# Компьютерные технологии > Железо (hardware) >  Пропадает сеть, а вместе с сетью и инет; WiFi

## cTygeHT

Здравствуйте, хочу понять почему мой Asus WL-167g (беспроводной USB 2.0 WiFi адаптер) не хочет давать сеть, а вместе с сетью и инет, по программной точке оступа через две стенки. Подключил WL к домашнему компьютеру, сделал виртуальный wifi в windows 7, запустил точку доступа, расшарил на неё инет. Все работает но не совсем, в комнате вместе с компом сигнал отличный, инет работает, также на кухне и в соседней комнате через одну стену, но в зале, через две стены, инет не хочет работать, также не хочет работать сеть, т.е. домашний комп не пингуется, хотя вайфай пишет что соединен и сигнал на 3 палки из 5. 
Как можно сделать, чтобы вайфай ловился по всей квартире? Пробовал через usb удлиннитель выводить адаптер в коридор, но тогда ноут даже не находит точку доступа...

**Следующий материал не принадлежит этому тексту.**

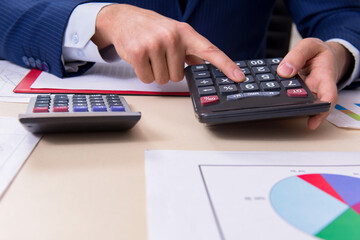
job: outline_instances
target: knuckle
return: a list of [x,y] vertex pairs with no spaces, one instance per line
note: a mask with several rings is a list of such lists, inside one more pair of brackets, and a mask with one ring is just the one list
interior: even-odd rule
[[132,61],[138,62],[144,59],[146,50],[141,46],[133,46],[128,49],[128,55]]
[[178,22],[178,28],[180,29],[180,31],[185,31],[185,32],[194,32],[195,31],[193,29],[193,27],[186,22]]
[[161,44],[158,37],[152,37],[148,39],[146,42],[147,42],[147,47],[150,51],[157,52],[161,49]]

И еще, чтобы не флудить темами, задам вопрос тут.
На домашнем компе (Windows 7) инет приходит по витой паре, с внешним постоянным ИП, от этого компа по вайфаю инет доходит до ноута, и эти две локальные сети как-то воюют между собой, например, чтобы создать сервер counter-strike по интренету, приходится отключать WiFi, запускать сервер и включать WiFi обратно, иначе сервер создается внутрисетвой между двумя компами. Если с ноута подключиться к этому серверу, то больше никто не может зайти на него с инета, и комп мой из инета не пингуется, хотя инет есть, если с ноута отключиться от сервера, то с инета сразу могут зайти. Может можно как-то выбрать основную и второстепенную локальную сеть?

----------


## Микола

Купи свич и не парься это по второй теме,а на счет первой возможно сильные помехи,или по usb удленителю возможно не хватает питания попробуй через хаб

----------


## cTygeHT

> Купи свич и не парься это по второй теме...

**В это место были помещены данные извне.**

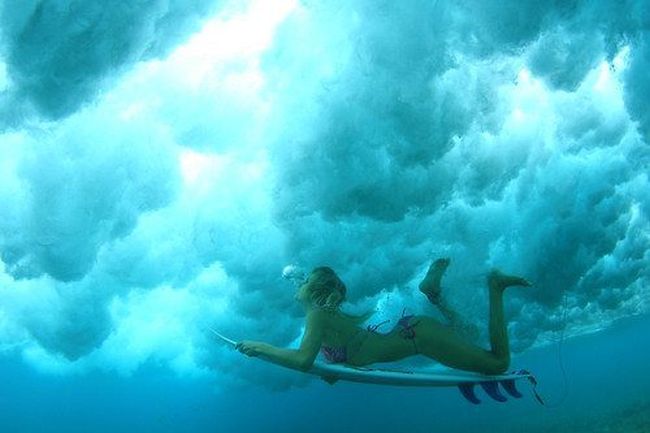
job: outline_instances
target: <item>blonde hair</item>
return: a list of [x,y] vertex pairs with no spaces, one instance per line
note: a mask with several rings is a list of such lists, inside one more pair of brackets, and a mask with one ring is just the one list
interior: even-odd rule
[[320,266],[309,277],[309,299],[312,305],[326,310],[336,310],[345,300],[347,288],[332,268]]
[[339,307],[345,300],[347,287],[343,280],[330,267],[319,266],[311,271],[309,277],[309,299],[315,308],[322,308],[337,313],[355,323],[365,322],[374,311],[361,316],[343,313]]

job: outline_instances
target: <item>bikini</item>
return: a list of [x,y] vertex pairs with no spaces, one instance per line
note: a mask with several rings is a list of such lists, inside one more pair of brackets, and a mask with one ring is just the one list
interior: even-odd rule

Свич не хочу по нескольким причинам, во-первых цена немного кусается :) , во-вторых имею внешний ИП и http сервер на компе, если через свич, то на обоих компах получится внутрисетевые ИПы и сервер не будет доступен из инета, да и из локалки провайдера тоже :confused:




> ...а на счет первой возможно сильные помехи,или по usb удленителю возможно не хватает питания попробуй через хаб


Ты имеешь ввиду хаб на другом конце удлиннителя подключить и к нему  WiFi адаптер?

----------


## Микола

Ты имеешь ввиду хаб на другом конце удлиннителя подключить и к нему WiFi адаптер? 


ДА

----------